One of the most distinct things about Chiuri’s creative direction at Dior is that each of her shows revolve around starkly specific themes. From her 2018 resort show inspired by the Lascaux caves to her spring 2018 couture show inspired by surrealist symbolism, Chiuri’s decision to curate each show to a different time period, art form, social movement, or anything else, is clear to the eye. This decision, however, has only divided the brand and marked a lack of cohesion that is crucial for any label. And yes, each of her shows is inspired by something -- sometimes a little far-fetched -- that is related to Christian Dior himself. But, even so, her inspirations are far too different from each other to carry on the senses of continuity and cohesion that Simons so gracefully conveyed.
Furthermore, the designs that she creates, for the most part, are just boring. The silhouettes of her designs have not yet been new or innovative, and elicit no sense of excitement or emotion. Chiuri pays too much homage to the cinched-waist suit jacket so easily attributed to Dior, and has had difficulty being more innovative than her long and gauzy a-line skirts that have been present in a majority of her collections for the house, and were even present in some of her shows for Valentino.
But don’t get me wrong: I do respect Chiuri. She is the first female creative director that Dior has ever seen, and succeeded in creating the notable “Christian Dior strap” and an entire collection inspired by female empowerment.

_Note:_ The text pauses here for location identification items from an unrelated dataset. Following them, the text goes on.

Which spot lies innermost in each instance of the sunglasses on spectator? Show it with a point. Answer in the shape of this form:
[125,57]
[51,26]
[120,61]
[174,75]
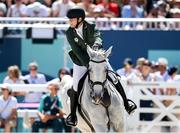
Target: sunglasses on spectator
[33,69]
[63,73]
[3,89]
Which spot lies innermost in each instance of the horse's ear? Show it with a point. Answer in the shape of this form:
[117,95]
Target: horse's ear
[89,51]
[108,52]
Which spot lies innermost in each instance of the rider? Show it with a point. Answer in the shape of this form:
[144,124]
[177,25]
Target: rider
[80,34]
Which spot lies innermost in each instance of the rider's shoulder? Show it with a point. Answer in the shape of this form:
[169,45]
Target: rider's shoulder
[90,23]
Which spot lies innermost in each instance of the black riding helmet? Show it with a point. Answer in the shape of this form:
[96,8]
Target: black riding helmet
[76,13]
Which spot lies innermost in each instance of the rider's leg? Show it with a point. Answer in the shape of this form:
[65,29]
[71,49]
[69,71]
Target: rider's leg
[130,106]
[78,72]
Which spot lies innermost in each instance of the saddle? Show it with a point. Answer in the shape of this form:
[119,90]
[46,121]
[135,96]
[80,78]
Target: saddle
[106,101]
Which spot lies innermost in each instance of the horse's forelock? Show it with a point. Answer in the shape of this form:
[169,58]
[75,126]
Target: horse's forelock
[100,53]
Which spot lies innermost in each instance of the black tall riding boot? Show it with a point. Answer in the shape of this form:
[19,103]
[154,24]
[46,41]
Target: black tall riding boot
[71,120]
[130,106]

But, overall, the garments themselves are far less exciting compared to what they were under Simons.
Chiuri’s creative direction at Dior has taken the house in a backwards and less innovative step in which creativity and excitement have been lost. But nonetheless, I am still optimistic for the future of the brand, and perhaps Chiuri should focus less on her extravagant inspirations, and focus more on ensuring the clothing more accurately conveys the creativity that I know she has to offer.